In response to The Guardian Newspaper UK article 19th November 2019


Dear Sir,

Your article entitled “People often don’t trust us on 5G: Telstra asks government to help combat health fears” (19th November), is a curious mix of fact and omission. Telstra’s Mike Wood’s assertion that many of the fears about 5G found on social media (such as instant death, or lethal brain cancer within weeks!) are rumours that cannot be backed up by science is true. Indeed, the perpetrators look like gullible fools who have fallen prey to hardcore conspiracy theorists.

It is also true that the new and upcoming 5G networks are, just like their 3G and 4G predecessors, non ionizing radiation, unlike X Rays and gamma rays, which are ionising radiation. When used within existing guidelines and according to the manufacturer’s instructions, non ionizing radiation will not heat up the body.

But this is only one small part of the story.

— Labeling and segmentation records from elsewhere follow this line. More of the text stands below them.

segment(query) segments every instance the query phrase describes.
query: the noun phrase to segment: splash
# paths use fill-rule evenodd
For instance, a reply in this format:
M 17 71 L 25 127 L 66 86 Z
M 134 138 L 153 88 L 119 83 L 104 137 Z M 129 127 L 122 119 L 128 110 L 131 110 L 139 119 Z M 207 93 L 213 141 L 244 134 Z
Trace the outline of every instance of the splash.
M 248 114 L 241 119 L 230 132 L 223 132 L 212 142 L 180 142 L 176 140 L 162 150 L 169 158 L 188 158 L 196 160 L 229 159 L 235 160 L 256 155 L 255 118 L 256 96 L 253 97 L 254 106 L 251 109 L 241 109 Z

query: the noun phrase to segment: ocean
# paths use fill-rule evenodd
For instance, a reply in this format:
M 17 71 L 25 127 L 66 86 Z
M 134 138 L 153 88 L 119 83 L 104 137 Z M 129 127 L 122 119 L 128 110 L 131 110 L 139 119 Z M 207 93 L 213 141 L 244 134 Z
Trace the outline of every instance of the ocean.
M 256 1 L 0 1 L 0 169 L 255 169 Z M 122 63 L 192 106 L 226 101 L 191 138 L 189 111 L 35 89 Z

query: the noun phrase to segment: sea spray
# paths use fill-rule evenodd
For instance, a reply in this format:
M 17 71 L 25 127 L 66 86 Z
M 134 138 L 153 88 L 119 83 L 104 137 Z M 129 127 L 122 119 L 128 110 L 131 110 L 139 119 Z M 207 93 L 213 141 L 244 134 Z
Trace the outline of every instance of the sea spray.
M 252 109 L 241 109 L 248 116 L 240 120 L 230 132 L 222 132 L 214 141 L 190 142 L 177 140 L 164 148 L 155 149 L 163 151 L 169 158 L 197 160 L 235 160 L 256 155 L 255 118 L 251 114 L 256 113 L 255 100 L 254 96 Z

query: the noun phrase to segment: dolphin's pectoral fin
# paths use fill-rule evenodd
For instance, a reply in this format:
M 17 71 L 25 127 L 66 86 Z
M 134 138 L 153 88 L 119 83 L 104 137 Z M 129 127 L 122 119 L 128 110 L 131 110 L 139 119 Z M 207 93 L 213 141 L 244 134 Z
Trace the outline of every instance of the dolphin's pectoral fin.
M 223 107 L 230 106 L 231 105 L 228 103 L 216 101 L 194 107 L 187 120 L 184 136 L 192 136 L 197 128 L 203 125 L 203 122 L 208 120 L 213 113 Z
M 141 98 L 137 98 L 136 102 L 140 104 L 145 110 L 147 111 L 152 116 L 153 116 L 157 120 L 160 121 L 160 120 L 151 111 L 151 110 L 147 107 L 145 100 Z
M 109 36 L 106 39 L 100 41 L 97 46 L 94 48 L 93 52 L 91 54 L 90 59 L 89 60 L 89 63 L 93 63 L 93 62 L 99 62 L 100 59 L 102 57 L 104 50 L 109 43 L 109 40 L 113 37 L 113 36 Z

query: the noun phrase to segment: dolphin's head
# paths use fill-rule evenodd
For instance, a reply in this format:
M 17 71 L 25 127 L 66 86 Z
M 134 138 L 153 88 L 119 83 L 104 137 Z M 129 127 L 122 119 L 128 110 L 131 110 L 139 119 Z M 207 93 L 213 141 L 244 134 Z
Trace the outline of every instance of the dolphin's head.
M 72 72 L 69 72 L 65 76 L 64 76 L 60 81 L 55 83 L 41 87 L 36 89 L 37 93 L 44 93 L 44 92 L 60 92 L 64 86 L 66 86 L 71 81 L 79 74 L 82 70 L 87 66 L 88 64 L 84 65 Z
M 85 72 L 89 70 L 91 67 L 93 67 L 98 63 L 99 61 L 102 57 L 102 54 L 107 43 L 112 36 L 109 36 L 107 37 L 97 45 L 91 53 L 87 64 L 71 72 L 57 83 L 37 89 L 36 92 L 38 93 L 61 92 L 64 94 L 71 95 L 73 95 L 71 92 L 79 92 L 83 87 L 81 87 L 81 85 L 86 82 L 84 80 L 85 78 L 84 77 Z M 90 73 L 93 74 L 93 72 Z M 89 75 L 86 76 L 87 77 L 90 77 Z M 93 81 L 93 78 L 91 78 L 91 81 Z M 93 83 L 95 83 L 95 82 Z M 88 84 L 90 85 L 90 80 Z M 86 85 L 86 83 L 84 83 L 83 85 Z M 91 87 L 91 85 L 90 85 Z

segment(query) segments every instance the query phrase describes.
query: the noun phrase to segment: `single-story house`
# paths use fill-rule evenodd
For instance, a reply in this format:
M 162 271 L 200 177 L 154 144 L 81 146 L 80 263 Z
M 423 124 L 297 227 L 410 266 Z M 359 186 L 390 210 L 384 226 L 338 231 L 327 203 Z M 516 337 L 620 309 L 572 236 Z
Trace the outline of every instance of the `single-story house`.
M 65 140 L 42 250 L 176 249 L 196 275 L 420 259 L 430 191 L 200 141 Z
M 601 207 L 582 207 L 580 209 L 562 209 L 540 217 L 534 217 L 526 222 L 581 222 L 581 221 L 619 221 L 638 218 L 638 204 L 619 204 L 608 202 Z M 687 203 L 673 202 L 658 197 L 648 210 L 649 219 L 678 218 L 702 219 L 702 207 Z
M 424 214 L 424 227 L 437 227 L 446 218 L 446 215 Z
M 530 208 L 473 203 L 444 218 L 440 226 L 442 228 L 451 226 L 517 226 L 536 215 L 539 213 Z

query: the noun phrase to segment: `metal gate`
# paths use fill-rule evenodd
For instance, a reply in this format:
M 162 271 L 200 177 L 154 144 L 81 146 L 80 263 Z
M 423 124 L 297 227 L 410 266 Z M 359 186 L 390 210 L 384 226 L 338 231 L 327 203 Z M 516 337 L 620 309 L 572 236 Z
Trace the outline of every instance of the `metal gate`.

Mike Woods conveniently fails to mention that, as early as in 1972, thousands of studies have linked non ionizing radiation to dangerous effects at non thermal levels. The evidence points to effects on male fertility, impact on melatonin production, depression, cancer risk, and much more. Several mechanisms of action have been put forward – from oxidative stress to DNA damage with single strand breaks. This prompted the Council of Europe to issue Resolution 1815 in 2011 about the potential harmful risks of wireless radiation, whilst the very same year IARC (part of the WHO) announced RF radiation was now a Class 2B carcinogen, falling short of a higher classification only because in 2011 there wasn’t enough data on mechanistic action to meet the quota.

What is more, epidemiological evidence regarding the link between non ionizing radiation and disease is also getting stronger, and no longer can be ignored. In July 2019 (updated in September 2019), the French Public Health Agency Sante Publique France published data showing that glioblastomas, an aggressive and deadly form of brain cancer, had increased four fold between 1990 and 2018 – an increase that, according to many, cannot be explained by too many other factors, as this type of cancer is normally extremely rare and the brain is protected by the blood brain barrier, except when said barrier has broken down due to certain chemicals, and to non ionizing radiation.

So, whilst it might be convenient to think that cities such as Brussels halting the development of 5G on health and technical grounds amounts to some sort of mass hysteria, a closer look at the science tells us that, indeed, those cities are merely doing their duty of protecting citizens, applying the precautionary principle, as was, once again, advocated by the Council of Europe in 2011, which was ignored by the UK and Ireland.

This paints a rather different picture to that of Mr Woods and his claim of unfounded health fears.

Not enough is known as to how the new 5G networks and their range of frequencies will impact on these risks, but it seems undeniable, even to opponents of conspiracy theorists like myself, that they will.

The idea that Telstra is considering rolling out a class 2B carcinogen currently under review on such a massive scale turns the common sense of being safe rather than sorry on its head, but that is what Mr Woods advocates.